Er bemüht sich nicht im geringsten eine ehrliche Antwort zu geben. Was hätte es für einen Zweck? Jahre hatten sie sich nicht mehr gesehen. Jahre in denen viel Wasser die Berge herunter geflossen war. Sie hatten damals nicht darüber gesprochen, warum es heute tun? Nein, er haßte ihn nicht. Er hatte schon lange aufgehört etwas zu fühlen. Die ersten Tage hatte er noch auf ihn gewartet. Die unerreichbar ferne Türe nicht aus den Augen verloren. Wütend war er auf ihn gewesen. Später enttäuscht. Zuletzt stellte sich dann diese Gleichgültigkeit ein die er nun schon seit einer Ewigkeit mit sich herumtrug. Aber war nicht Gleichgültigkeit auch ein Gefühlszustand?
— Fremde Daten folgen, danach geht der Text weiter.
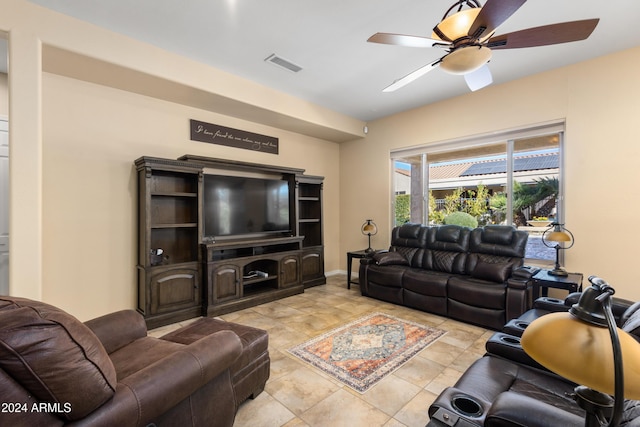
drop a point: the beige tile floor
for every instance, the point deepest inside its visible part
(300, 395)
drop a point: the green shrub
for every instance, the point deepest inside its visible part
(403, 209)
(461, 218)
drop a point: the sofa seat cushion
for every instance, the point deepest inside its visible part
(251, 369)
(490, 377)
(477, 292)
(388, 275)
(54, 356)
(497, 272)
(426, 282)
(140, 354)
(390, 258)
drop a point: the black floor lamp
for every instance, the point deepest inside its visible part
(585, 346)
(557, 237)
(369, 228)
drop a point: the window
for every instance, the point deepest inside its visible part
(510, 178)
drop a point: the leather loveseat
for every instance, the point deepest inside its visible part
(56, 370)
(471, 275)
(507, 388)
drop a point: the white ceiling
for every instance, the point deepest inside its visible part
(327, 38)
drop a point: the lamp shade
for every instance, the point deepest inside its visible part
(466, 59)
(457, 25)
(582, 353)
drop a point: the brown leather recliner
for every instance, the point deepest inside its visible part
(508, 388)
(56, 370)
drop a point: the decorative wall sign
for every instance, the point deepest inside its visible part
(216, 134)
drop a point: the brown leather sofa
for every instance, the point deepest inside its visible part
(56, 370)
(453, 271)
(507, 388)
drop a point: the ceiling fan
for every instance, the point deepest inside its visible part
(468, 35)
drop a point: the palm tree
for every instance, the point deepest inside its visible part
(527, 196)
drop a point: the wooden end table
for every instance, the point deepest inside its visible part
(542, 281)
(350, 256)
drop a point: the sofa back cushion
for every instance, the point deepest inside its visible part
(501, 240)
(447, 247)
(55, 357)
(410, 241)
(495, 251)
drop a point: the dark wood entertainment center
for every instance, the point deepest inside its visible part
(184, 273)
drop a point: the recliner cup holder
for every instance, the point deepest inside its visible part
(522, 325)
(510, 339)
(467, 406)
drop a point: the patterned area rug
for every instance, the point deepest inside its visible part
(361, 353)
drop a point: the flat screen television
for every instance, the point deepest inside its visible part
(243, 206)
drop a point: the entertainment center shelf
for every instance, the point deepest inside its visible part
(241, 274)
(201, 253)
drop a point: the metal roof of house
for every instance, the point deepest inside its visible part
(525, 163)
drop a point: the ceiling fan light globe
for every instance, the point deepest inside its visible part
(465, 60)
(457, 25)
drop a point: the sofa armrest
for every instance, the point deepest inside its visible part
(517, 283)
(509, 347)
(367, 261)
(115, 330)
(515, 410)
(145, 395)
(552, 305)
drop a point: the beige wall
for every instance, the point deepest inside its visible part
(4, 95)
(92, 134)
(73, 143)
(599, 100)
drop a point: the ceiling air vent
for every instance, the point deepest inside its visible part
(283, 63)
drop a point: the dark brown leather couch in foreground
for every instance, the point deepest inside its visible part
(465, 274)
(56, 370)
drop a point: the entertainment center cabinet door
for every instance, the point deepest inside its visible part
(289, 271)
(225, 282)
(174, 289)
(313, 267)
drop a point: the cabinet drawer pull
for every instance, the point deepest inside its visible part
(176, 276)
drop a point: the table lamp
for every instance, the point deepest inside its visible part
(585, 346)
(557, 237)
(369, 228)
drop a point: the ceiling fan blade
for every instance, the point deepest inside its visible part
(492, 14)
(412, 76)
(546, 35)
(478, 79)
(404, 40)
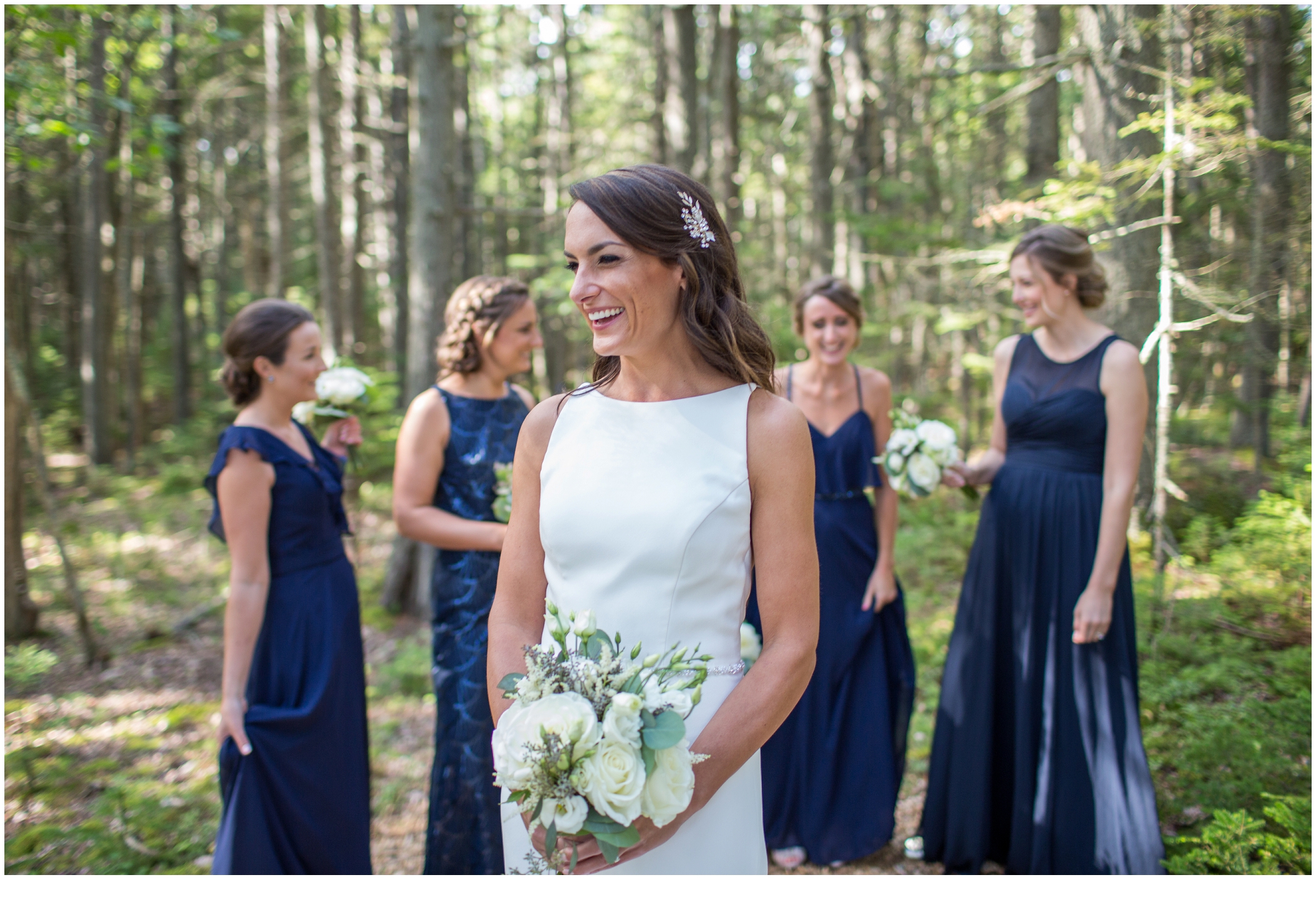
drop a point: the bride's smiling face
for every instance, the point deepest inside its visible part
(628, 298)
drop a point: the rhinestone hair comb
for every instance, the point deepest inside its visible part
(695, 223)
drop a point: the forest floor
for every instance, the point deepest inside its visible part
(114, 769)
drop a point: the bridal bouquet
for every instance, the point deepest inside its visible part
(918, 452)
(597, 736)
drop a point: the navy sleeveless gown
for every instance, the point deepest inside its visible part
(1037, 757)
(832, 772)
(465, 835)
(299, 803)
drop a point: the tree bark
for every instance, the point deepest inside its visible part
(92, 369)
(1111, 100)
(321, 178)
(687, 78)
(658, 122)
(819, 34)
(728, 97)
(1268, 39)
(432, 193)
(273, 148)
(399, 155)
(1044, 104)
(178, 195)
(353, 153)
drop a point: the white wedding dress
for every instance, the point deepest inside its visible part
(644, 518)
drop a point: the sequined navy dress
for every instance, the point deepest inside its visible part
(1037, 757)
(465, 835)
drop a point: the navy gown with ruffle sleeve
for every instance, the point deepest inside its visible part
(299, 803)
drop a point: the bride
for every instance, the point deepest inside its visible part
(650, 495)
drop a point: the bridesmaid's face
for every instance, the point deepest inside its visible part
(512, 348)
(628, 298)
(295, 379)
(1036, 294)
(829, 332)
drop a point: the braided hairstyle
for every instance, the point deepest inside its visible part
(482, 299)
(260, 329)
(1064, 250)
(643, 206)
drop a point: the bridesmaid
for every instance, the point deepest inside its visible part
(442, 495)
(294, 767)
(1037, 758)
(832, 772)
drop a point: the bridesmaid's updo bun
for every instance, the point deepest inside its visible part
(669, 215)
(1063, 250)
(260, 329)
(836, 290)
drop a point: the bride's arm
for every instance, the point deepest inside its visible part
(516, 617)
(786, 562)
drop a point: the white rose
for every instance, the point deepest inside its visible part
(566, 715)
(680, 702)
(902, 440)
(924, 473)
(612, 779)
(621, 723)
(936, 436)
(751, 644)
(670, 786)
(566, 813)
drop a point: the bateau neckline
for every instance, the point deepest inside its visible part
(658, 403)
(1081, 358)
(311, 442)
(466, 397)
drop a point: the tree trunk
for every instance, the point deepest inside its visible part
(178, 195)
(728, 97)
(273, 147)
(399, 154)
(1044, 104)
(1131, 265)
(92, 369)
(687, 77)
(819, 34)
(432, 191)
(321, 179)
(353, 282)
(658, 122)
(1268, 39)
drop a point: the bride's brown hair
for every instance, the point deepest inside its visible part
(641, 205)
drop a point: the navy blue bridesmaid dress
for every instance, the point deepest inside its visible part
(1037, 758)
(299, 803)
(465, 835)
(832, 772)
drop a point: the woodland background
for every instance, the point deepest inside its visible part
(167, 163)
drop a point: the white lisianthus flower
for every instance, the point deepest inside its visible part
(924, 473)
(568, 813)
(343, 385)
(902, 441)
(751, 644)
(680, 702)
(621, 723)
(670, 786)
(612, 781)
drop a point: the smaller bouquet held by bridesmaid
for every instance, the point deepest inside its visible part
(918, 452)
(597, 736)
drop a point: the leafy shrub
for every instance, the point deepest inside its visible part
(26, 664)
(1236, 844)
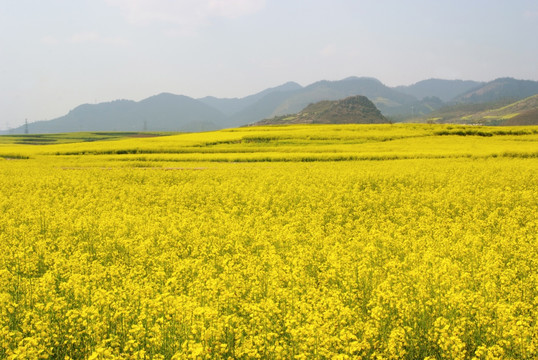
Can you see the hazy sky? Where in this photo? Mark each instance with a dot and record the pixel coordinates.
(58, 54)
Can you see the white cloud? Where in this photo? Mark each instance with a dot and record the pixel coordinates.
(529, 14)
(328, 50)
(50, 40)
(187, 15)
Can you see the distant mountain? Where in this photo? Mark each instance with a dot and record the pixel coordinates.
(389, 101)
(521, 112)
(446, 90)
(351, 110)
(168, 112)
(502, 88)
(234, 105)
(163, 112)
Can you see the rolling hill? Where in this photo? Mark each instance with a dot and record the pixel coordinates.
(168, 112)
(352, 110)
(502, 88)
(522, 112)
(163, 112)
(446, 90)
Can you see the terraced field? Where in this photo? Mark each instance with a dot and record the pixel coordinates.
(304, 242)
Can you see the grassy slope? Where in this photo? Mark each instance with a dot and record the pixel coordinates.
(294, 143)
(522, 112)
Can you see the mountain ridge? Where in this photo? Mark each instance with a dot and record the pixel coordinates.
(356, 109)
(170, 112)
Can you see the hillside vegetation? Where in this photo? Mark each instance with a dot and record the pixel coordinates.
(169, 112)
(507, 113)
(278, 242)
(351, 110)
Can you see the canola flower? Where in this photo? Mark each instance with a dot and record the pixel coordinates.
(110, 256)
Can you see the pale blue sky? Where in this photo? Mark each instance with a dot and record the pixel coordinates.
(57, 54)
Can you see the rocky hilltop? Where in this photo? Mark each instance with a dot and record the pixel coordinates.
(351, 110)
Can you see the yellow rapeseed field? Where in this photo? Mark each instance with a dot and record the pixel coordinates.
(291, 242)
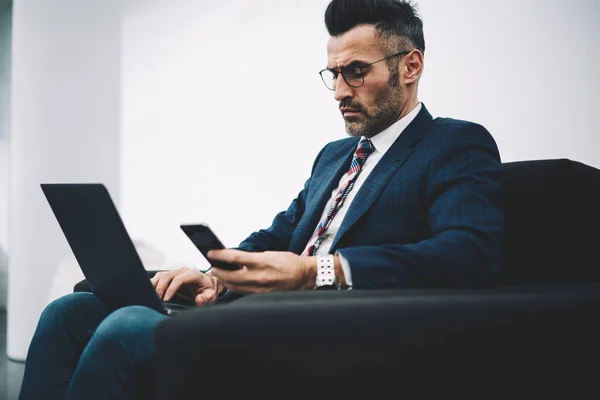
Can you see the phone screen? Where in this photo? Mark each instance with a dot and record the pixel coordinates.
(205, 240)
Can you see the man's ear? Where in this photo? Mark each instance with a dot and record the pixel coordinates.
(411, 68)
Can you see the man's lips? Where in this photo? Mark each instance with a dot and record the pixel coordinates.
(347, 110)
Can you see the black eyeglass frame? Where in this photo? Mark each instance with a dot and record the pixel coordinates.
(347, 67)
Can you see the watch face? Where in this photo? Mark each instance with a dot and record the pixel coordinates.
(326, 287)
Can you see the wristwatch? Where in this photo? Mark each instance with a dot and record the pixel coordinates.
(326, 273)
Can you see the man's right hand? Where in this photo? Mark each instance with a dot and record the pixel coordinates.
(191, 283)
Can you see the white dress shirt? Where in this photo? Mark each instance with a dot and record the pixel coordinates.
(382, 142)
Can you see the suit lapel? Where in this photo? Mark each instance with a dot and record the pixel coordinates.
(325, 183)
(392, 160)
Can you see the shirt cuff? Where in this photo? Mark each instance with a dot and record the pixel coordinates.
(345, 270)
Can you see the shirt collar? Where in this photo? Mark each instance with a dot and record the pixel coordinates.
(384, 139)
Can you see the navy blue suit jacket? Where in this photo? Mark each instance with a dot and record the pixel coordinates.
(429, 214)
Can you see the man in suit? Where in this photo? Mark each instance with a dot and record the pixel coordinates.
(406, 201)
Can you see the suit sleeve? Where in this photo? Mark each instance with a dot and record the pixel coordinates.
(278, 236)
(466, 219)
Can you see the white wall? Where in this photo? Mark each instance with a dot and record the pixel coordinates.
(213, 111)
(5, 40)
(223, 109)
(65, 128)
(223, 113)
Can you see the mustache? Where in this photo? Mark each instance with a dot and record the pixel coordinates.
(349, 104)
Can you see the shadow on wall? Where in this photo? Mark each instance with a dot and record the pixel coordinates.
(3, 278)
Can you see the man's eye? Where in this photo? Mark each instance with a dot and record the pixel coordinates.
(353, 72)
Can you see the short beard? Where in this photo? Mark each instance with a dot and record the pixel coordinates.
(391, 99)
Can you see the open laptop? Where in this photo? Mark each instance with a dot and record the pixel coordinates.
(107, 257)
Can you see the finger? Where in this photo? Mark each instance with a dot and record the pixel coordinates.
(237, 257)
(247, 289)
(154, 280)
(177, 282)
(164, 281)
(232, 277)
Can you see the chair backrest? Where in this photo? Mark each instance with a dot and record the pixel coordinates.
(552, 212)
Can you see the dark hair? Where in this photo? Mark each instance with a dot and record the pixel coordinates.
(392, 18)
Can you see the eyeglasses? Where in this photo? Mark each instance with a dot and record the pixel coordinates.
(353, 73)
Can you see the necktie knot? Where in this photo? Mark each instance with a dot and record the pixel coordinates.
(364, 149)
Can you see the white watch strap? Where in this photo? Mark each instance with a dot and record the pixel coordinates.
(325, 271)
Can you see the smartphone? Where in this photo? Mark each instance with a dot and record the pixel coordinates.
(205, 240)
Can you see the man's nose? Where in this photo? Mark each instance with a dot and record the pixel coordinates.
(342, 89)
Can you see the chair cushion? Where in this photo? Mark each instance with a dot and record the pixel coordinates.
(552, 219)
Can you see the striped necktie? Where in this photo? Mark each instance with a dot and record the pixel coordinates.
(364, 149)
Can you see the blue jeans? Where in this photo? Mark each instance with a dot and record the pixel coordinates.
(82, 349)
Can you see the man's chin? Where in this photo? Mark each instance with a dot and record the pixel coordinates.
(354, 129)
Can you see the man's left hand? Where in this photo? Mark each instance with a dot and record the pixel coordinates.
(264, 272)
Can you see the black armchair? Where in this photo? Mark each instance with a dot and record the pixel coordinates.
(533, 337)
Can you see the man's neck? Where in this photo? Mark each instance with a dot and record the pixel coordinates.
(410, 105)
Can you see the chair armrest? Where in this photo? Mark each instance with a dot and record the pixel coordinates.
(531, 342)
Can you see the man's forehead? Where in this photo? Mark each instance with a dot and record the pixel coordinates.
(360, 42)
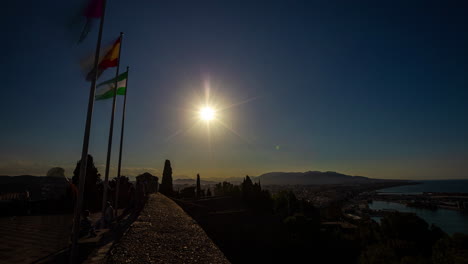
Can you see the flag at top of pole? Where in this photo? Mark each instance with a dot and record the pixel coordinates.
(105, 90)
(109, 60)
(94, 9)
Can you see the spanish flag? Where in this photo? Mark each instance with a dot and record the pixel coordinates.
(109, 60)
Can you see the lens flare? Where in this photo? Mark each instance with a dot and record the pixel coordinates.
(207, 113)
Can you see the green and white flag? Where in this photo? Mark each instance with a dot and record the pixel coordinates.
(105, 90)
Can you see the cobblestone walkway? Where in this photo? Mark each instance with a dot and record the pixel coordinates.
(164, 233)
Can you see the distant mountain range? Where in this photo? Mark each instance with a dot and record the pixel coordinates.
(311, 177)
(281, 178)
(292, 178)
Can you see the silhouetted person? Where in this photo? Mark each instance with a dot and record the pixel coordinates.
(86, 226)
(166, 182)
(108, 215)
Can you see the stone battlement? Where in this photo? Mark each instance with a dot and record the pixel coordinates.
(164, 233)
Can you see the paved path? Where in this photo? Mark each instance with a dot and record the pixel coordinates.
(164, 233)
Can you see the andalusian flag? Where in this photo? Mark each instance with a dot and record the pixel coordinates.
(110, 59)
(105, 90)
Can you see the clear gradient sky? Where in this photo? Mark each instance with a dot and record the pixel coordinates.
(372, 88)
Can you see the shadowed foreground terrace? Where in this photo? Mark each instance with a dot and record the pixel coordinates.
(164, 233)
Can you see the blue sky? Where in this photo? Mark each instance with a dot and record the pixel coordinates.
(368, 88)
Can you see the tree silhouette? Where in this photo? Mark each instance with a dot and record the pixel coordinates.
(56, 172)
(166, 182)
(93, 179)
(198, 187)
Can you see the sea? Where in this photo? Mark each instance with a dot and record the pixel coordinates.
(450, 221)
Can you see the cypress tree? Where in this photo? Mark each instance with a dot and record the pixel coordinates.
(198, 187)
(166, 182)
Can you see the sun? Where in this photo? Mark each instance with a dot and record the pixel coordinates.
(207, 113)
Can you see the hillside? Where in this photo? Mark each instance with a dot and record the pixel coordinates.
(311, 177)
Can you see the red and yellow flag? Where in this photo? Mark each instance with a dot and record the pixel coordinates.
(109, 60)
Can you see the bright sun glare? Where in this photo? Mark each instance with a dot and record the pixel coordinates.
(207, 113)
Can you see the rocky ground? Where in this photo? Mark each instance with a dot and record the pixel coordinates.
(164, 233)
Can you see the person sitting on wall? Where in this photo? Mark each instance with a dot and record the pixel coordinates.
(86, 226)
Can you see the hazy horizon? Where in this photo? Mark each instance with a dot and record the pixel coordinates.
(376, 89)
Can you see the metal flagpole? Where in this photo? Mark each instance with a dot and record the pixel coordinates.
(120, 151)
(84, 152)
(111, 130)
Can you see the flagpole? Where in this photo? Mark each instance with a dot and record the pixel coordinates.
(84, 152)
(120, 151)
(111, 132)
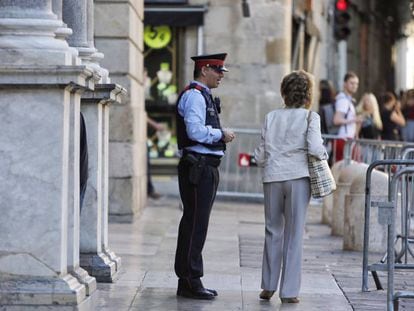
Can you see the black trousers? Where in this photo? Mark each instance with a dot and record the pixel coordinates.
(197, 201)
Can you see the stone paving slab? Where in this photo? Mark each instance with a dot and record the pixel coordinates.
(232, 261)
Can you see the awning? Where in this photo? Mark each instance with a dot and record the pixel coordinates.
(179, 16)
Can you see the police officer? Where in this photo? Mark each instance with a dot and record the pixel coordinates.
(202, 142)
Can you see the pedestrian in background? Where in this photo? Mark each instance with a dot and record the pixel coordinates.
(202, 141)
(345, 115)
(392, 117)
(283, 152)
(408, 112)
(371, 124)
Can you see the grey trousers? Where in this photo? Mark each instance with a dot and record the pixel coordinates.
(286, 204)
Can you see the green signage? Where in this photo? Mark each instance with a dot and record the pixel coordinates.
(157, 37)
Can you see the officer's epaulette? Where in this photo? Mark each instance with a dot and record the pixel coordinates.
(194, 86)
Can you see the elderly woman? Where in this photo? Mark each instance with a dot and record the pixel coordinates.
(286, 140)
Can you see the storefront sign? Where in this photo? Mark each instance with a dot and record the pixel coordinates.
(157, 37)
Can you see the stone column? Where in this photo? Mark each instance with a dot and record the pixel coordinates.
(37, 125)
(79, 14)
(35, 75)
(96, 257)
(27, 30)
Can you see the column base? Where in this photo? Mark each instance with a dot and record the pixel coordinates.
(100, 266)
(113, 257)
(84, 278)
(44, 293)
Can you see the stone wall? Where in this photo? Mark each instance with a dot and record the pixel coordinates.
(258, 50)
(118, 34)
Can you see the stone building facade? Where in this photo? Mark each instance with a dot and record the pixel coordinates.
(55, 88)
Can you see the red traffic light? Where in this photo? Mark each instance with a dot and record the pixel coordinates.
(342, 5)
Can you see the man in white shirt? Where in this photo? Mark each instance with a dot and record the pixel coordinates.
(345, 115)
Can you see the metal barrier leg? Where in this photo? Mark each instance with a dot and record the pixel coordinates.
(377, 281)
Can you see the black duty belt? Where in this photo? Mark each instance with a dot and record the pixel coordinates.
(208, 159)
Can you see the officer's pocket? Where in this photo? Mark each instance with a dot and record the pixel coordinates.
(196, 171)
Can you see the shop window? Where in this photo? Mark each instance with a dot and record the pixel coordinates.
(161, 70)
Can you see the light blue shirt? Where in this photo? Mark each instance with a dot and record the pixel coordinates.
(192, 107)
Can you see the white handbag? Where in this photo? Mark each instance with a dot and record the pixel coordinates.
(322, 181)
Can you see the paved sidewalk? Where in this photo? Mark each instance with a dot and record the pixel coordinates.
(232, 264)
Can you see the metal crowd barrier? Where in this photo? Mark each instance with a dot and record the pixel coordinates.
(241, 181)
(245, 182)
(386, 215)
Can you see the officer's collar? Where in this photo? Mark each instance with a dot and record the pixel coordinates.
(203, 85)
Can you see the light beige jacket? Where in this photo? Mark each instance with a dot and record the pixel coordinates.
(282, 150)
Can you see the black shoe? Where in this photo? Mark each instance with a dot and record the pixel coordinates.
(196, 293)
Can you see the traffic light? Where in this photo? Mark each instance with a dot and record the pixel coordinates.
(342, 18)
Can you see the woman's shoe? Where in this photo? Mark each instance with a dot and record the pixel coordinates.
(266, 294)
(289, 300)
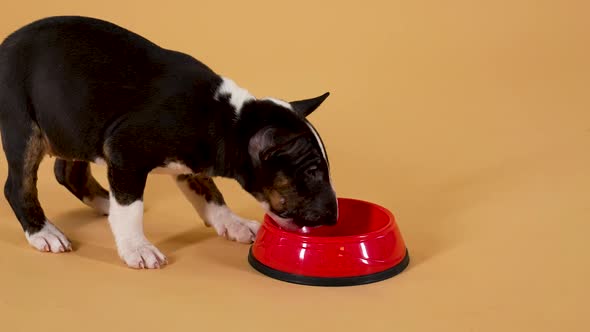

Demnach ist Gleichgültigkeit das falsche Wort. Etwas was nicht existiert kann man schlecht beim Namen nennen. Er lächelt. Es mußte ein kaltes Lächeln sein. Ein herausgewundenes Lächeln. Kein natürliches Lächeln. Er bewegt die Mundwinkel. Zeigt seine weißen gepflegten Zähne. Seine Augen bleiben stumm. Aus einiger Entfernung schallt ein Lied zu ihm herüber. Er kennt es nicht. Nimmt nur Bruchteile der Musik, vereinzelte Ton- und Wortfetzen einer Frauenstimme war. Er glaubt das Wort “fliegen” zu verstehen. Ist nicht Titan das ideale Material zum Fliegen? Leicht ist es. Leicht und trotzdem robust. Dennoch schmiedet dieses Göttereisen ihn fest an den Felsen der Realität. Unmöglich mit diesem Gewicht zu fliegen.
Ich blicke auf meine Armbanduhr. Dreiundzwanzig vor Acht. Zeit zu gehen. Sicher wartet sie schon auf mich. In diesem Moment steht sie bereits auf dem Opernplatz an der großen Treppe und wartet. Den Blicken vorbeieilender Männer ausgeliefert. Sie haßt es zu warten. Und ich hasse es sie Warten zu lassen. Mir fällt ein Geldstück auf, das auf die Straße gerollt ist. Gehört es mir oder ihm? Ich bücke mich und stecke es ein. Hätte ich doch nur einen anderen Weg genommen. Wäre ich nur eine Straße früher links abgebogen. Ich hätte mir diese Begegnung ersparen können. Ich wäre einfach die Nebenstraße, in der sich das kleine Café, in dem wir beide so gerne sitzen und uns stundenlang unterhalten, befindet, entlang gegangen und so pünktlich an der Oper erschienen. Statt dessen stehe ich nun hier und bin seinem Lächeln ausgeliefert. Diesem ironischen Lächeln. “Schön dich mal wieder zu sehen” sage ich, aus dem Schweigen erwachend.